For Putin and his supporters it was a devastating defeat that many have not forgotten to this day. The fallout from what became known as the ‘Orange Revolution’ was so great, the blow to the Kremlin’s plans so devastating, that, according to two people who were close to him, Putin tried to resign.[109] But the fact was that no one in his inner circle wanted to take his place, no one was willing to take on the immense responsibility. This was the second pro-Western revolution in Russia’s backyard. Just a year earlier, the Columbia-educated, pro-Western Mikheil Saakashvili had swept to power in the former Soviet republic of Georgia. To Putin and his allies, the forces of the West seemed to be activating all around them, encroaching on Russia’s sphere of influence and threatening to reach into the country itself.
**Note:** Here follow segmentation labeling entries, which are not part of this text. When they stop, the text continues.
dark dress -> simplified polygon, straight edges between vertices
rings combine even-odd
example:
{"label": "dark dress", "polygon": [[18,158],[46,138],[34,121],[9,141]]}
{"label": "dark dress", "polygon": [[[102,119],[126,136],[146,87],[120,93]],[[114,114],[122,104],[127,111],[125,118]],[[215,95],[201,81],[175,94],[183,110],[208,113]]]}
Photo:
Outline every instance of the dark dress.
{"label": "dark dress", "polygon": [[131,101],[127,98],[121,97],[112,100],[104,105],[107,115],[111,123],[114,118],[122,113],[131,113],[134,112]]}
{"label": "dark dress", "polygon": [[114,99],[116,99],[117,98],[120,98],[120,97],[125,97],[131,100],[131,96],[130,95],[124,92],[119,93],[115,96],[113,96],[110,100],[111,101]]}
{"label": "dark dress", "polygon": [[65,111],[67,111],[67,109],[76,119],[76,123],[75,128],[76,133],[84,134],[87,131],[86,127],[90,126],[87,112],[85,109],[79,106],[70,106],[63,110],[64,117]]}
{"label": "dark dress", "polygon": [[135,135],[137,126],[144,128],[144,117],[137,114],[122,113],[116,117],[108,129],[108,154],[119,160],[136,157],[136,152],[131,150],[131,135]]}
It was the worst nightmare of Putin’s KGB men that, inspired by events in neighbouring countries, Russian oppositionists funded by the West would seek to topple Putin’s regime too. This was the dark paranoia that coloured and drove many of the actions they were to take from then on.

Again, the response of Putin and his inner circle was to double down, presenting Russia as a nation under siege. What had happened in Ukraine and Georgia would influence the actions of Putin’s Kremlin for many years to come. Seeing themselves as being engaged in both a battle for empire and a battle for self-preservation, they could not allow the emergence of any outside influence – a factor that had surely coloured their decision to abolish elections for regional governors.

In December, just days before the second vote in Ukraine, Putin used his annual press conference to rail against the West, which he claimed was trying to isolate Russia by fomenting revolution in its near abroad. Again he linked this to the turmoil in Chechnya: ‘If this is the case, then the West’s policy towards Chechnya becomes more understandable … as a policy aimed at establishing elements that would destabilise the Russian Federation.’ The revolutions in the former Soviet republics, he claimed, had been ‘planned in other places’, adding that the American billionaire George Soros was bankrolling the salaries of the new Georgian government.[110]

By the time Putin gave his annual state of the nation address the following April, the themes he had learned from the White Russian émigrés of the imperial past were clearly coming to the fore. Quoting liberally from Ivan Ilyin, the religious philosopher who’d fled the Bolshevik Revolution, and citing Sergei Witte, the reforming prime minister of Russia’s last tsar, Putin said that Russia was following a unique path, its own destiny. Its form of democracy would not follow the models of the West. The collapse of the Soviet Union, he told the nation for the first time, had been the greatest tragedy of the twentieth century. ‘Many thought or seemed to think at the time that our young democracy was not a continuation of Russian statehood, but its ultimate collapse, the prolonged agony of the Soviet system. But they were mistaken,’ he said. Now the country was reaching a new stage of development: ‘Our society was generating not only the energy of self-preservation, but also the will for a new and free life … We had to find our own path in order to build a democratic, free and just society and state.’[111]

Before then, Putin’s state of the nation addresses had focused almost entirely on the economy, on measures to double GDP, to create a ‘comfortable’ life for Russia’s citizens, and on the closer integration of the country into the global economy and Europe. ‘The expansion of the European Union should not just bring us closer geographically, but also economically and spiritually,’ he had said in his address just a year before.[112] But this year’s speech had a different twist: ‘Russia should continue its civilising mission on the Eurasian continent. We consider international support for the respect of the rights of Russians abroad of major importance, one that cannot be the subject of political and diplomatic bargaining.’[113]

Russia was marking out its sphere of influence, albeit belatedly, in the former Soviet republics. It was on a new trajectory – building a bridge to its imperial past.